This project was developed during the OpenData community hackathon for the Gitcoin GR15 Beta Round.

Table of Contents
  1. About The Project
  2. Getting Started
  3. methodology
  4. Conclusion
  5. Suggestion

ABOUT THE PROJECT

Use of AI Generated Text has turend out to be one of the ways most cyber perpetrators common referred to as Sybils in ths context describe their projects during the appilcation phase. Also, Statistics shows that this traits has a probabilty of increasing over time. To mitigate this, I built project for the community to build upon in mitigating this challenge. During the GR15 Beta analysis, I tried searching for a similar open source projects to enable me build upon on Legos that I made use for my analysis but surprisingly I found non. This model though not yet perfect but a promising start for mitigating this problem of AI Generated Texts.

Model

The AI Text Detector model uses XGBoost, a powerful and popular machine learning algorithm, to analyze the text. XGBoost is a gradient boosting framework that has proven effective in natural language processing tasks such as text classification. The model has been trained on a large corpus of both human-written and AI-generated text to accurately identify specific features of text that are indicative of AI generation.

Project Implementation

The AI Text Detector project preprocesses the text by removing any unnecessary characters and converting it to a standardized format.
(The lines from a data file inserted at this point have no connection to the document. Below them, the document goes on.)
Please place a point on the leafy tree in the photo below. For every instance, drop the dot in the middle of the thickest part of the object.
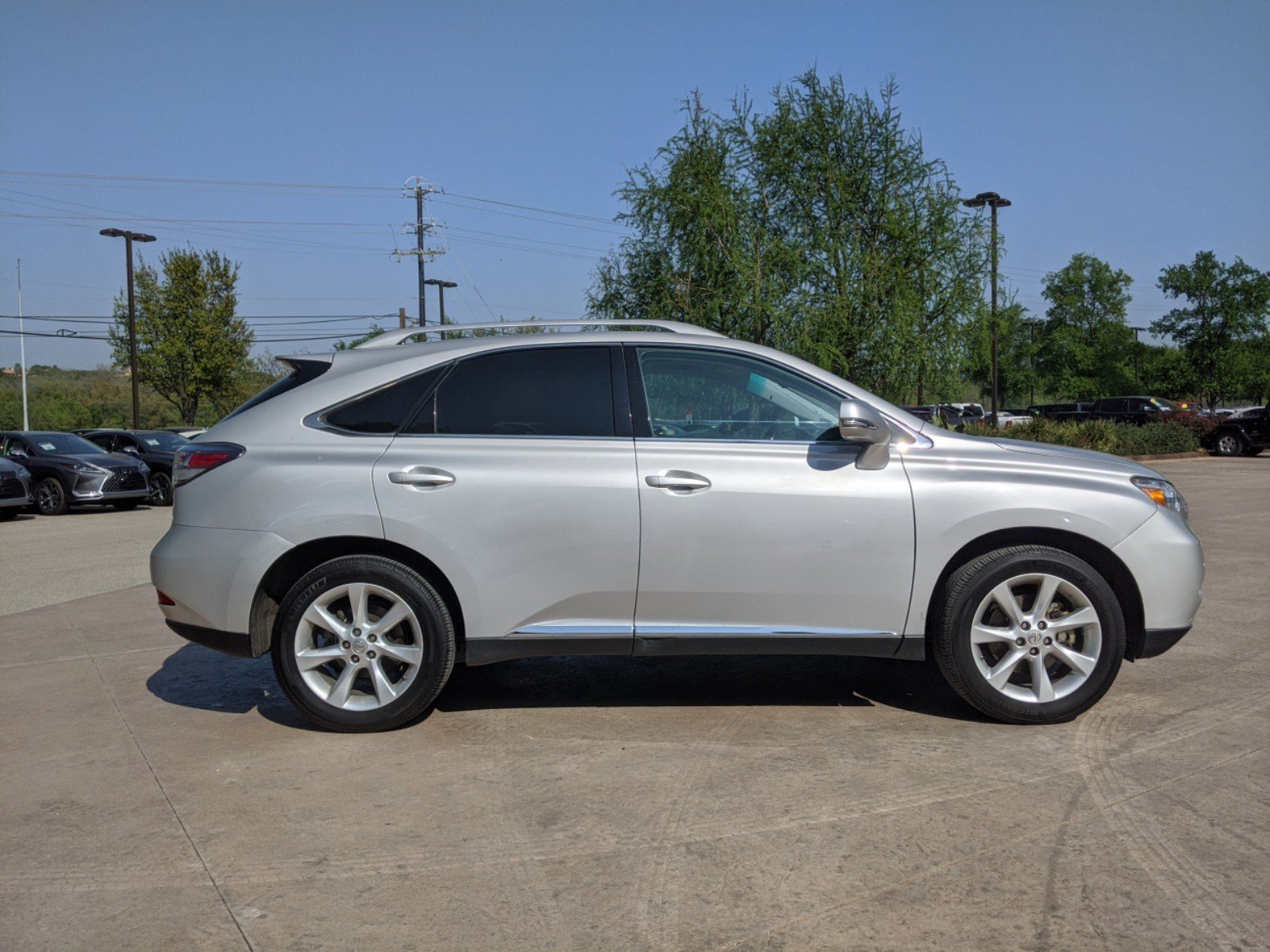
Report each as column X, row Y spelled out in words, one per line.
column 1085, row 349
column 190, row 347
column 1229, row 305
column 819, row 226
The model then extracts specific features of the text such as repetitive patterns, unnatural phrasing, and an overuse of technical jargon, to determine whether the text was generated by AI. For future improvement, the model would also contain an ensemble approach later on, combining multiple machine learning models to increase the overall accuracy of the detection process after future updates. This approach would allow the model to more accurately detect AI-generated text while minimizing false positives.

Getting Started

To get started with this project, the installation of some python packages are required.

Prerequisites

  • numpy

    pip install numpy 
  • enchant

    pip install enchant
  • sklearn

    pip install sklearn
  • xgboost

    pip install xgboost 
  • nltk

    pip install nltk
  • string

    pip install string
  • pandas

    pip install pandas 
  • nltk

    pip install nltk

Methodology

Data Collection

The AI Text Detector project requires a large corpus of text data that includes both human-written and AI-generated text. GPT Wiki Intro dataset developed by Google hugging face was used for this project. The GPT Wiki Intro Dataset contains Wikipedia introductions and GPT (Curie) generated introductions for 150k topics. To generate an AI generated text this prompt was used in ChatGPT.

  • Prompt
    200 words wikipedia style introduction on '{title}'
    {starter_text}

where title is the title for the wikipedia page, and starter_text is the first seven words of the wikipedia introduction.

Data Preprocessing

The text data underwent several preprocessing steps to ensure the quality of the data and the model training. I removed any unnecessary characters, such as punctuation marks, and converted the text to a standardized format. I also performed other standard preprocessing steps such as lowercasing, stemming, and lemmatization to ensure that the data is consistent and of high quality.

Feature Transformation

For the model training I had to create a new feature called Output. I acheived this by importing the text data as two seperate dataframe, transforming it then union both datasets. I also had to randomise the final training data model to avoid over fitting.

Feature Extraction

I identified specific features of the text that are indicative of AI generation. These features include repetitive patterns, unnatural phrasing, punctuations, and an overuse of technical jargon. I also used various techniques such as statistical analysis and machine learning algorithms to identify these features accurately behind the background.

Model Training

I used XGBoost, a powerful machine learning algorithm, to develop the AI Text Detector model. We trained the model using the preprocessed text data and the extracted features. We also employed an ensemble approach, combining multiple machine learning models to increase the overall accuracy of the detection process.

Conclusion.

The AI Text Detector model uses advanced machine learning and natural language processing techniques to identify AI-generated text accurately. Preventing fraudulent grant projects on the Gitcoin Beta Round funding, this project helps to maintain the platform's integrity and ensure that only genuine projects receive funding.

Suggestions

  • The model can be imporved by adding more parameters and tunning it more to improve the accuracy
  • Extra features can be added to the model tp improve its performance
  • More algorithms can be ensembled into the model to improve its prediction power.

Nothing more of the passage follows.